Perante todas estas incertezas, perante as dores que foi acumulando nos últimos anos — que ela diz não serem nem mais nem menos do que as da maioria das pessoas, só lhes deu voz –, Little Simz fez um álbum em vez de um diagnóstico clínico. As dores são múltiplas: fins de relações que depois dos 20 anos têm um peso acrescido — “Sherbet Sunset” é sobre um rompimento abrupto de uma relação amorosa e mete redes sociais ao barulho –, pessoas que se perdem e o impacto que isso tem — “Wounds”, escrita e gravada em lágrimas, depois do homicídio do amigo, modelo e ator Harry Uzoka –, questões sociais e de classe para as quais se desperta (“101 FM”, sobre a predominância de negros nas prisões britânicas e os efeitos dessas detenções nas comunidades, ou “Pressure”), a solidão e o medo que ela provoca, a compreensão do que ser mulher acarreta e restringe (“Venom”).
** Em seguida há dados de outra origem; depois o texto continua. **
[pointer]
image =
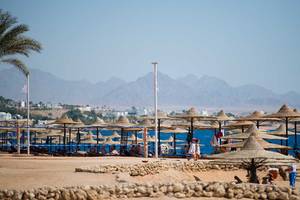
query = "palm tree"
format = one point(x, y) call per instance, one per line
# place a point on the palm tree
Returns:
point(12, 44)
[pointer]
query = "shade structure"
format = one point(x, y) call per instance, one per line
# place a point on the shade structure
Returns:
point(257, 116)
point(280, 131)
point(90, 141)
point(171, 139)
point(99, 123)
point(191, 115)
point(285, 113)
point(79, 124)
point(122, 122)
point(239, 124)
point(146, 123)
point(250, 130)
point(110, 141)
point(252, 150)
point(64, 120)
point(221, 116)
point(261, 141)
point(174, 130)
point(115, 135)
point(160, 115)
point(132, 137)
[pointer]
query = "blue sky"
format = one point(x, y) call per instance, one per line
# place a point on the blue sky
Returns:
point(239, 41)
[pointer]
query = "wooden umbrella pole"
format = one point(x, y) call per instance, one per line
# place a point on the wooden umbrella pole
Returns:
point(287, 130)
point(296, 142)
point(97, 139)
point(65, 137)
point(174, 137)
point(145, 143)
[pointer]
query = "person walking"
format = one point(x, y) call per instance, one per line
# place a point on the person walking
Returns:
point(195, 149)
point(292, 175)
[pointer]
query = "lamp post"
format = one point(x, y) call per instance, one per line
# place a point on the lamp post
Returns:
point(155, 107)
point(28, 111)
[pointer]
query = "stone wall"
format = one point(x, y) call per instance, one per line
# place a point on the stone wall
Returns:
point(177, 190)
point(156, 167)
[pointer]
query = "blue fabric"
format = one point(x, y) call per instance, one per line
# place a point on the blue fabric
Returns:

Em vez de ir para o divã falar do que “a confundia” e a magoava, Little Simz foi para estúdio com um produtor musical que conhece “há tantos anos” que nem se recorda de “quando se conheceram”, que lhe conhece “o coração” e lhe permite ser “brutalmente honesta”. Ele “acrescentou coragem” à sua “arte”, levando-a a aproximar-se na escrita de “sítios que não são confortáveis de entrar mas que permitem extrair magia quando neles entramos”, refere ao Observador.

[“Pressure”:]

É claro que não é fácil expor-se perante quem a ouve, Little Simz diz mesmo que é “assustador” narrar a sua vida de forma tão vulnerável, mas abrir o coração e contar segredos ao microfone é um truque antigo e com bons resultados para chegar ao coração dos ouvintes. O  resultado é este: um “coming of age album”, como Little Simz já referiu em outras entrevistas.

Na literatura, os teóricos chamam a obras assim Bildungsroman, romances de formação. Grey Areas é isso musicalmente: um álbum de formação, em que uma personagem, aqui autobiográfica, desperta de vez para o mundo, expõe-se e apresenta-se com clareza perante ele. Falta agora o mundo despertar de vez para Little Simz. E Portugal, claro: “Adorava ir aí, sempre quis ir nem que fosse de férias, porque oiço coisas incríveis, dizem-me que é um país lindo. Ir já seria ótimo, ir e atuar seria ainda melhor”, conta-nos — e nós contamos os dias.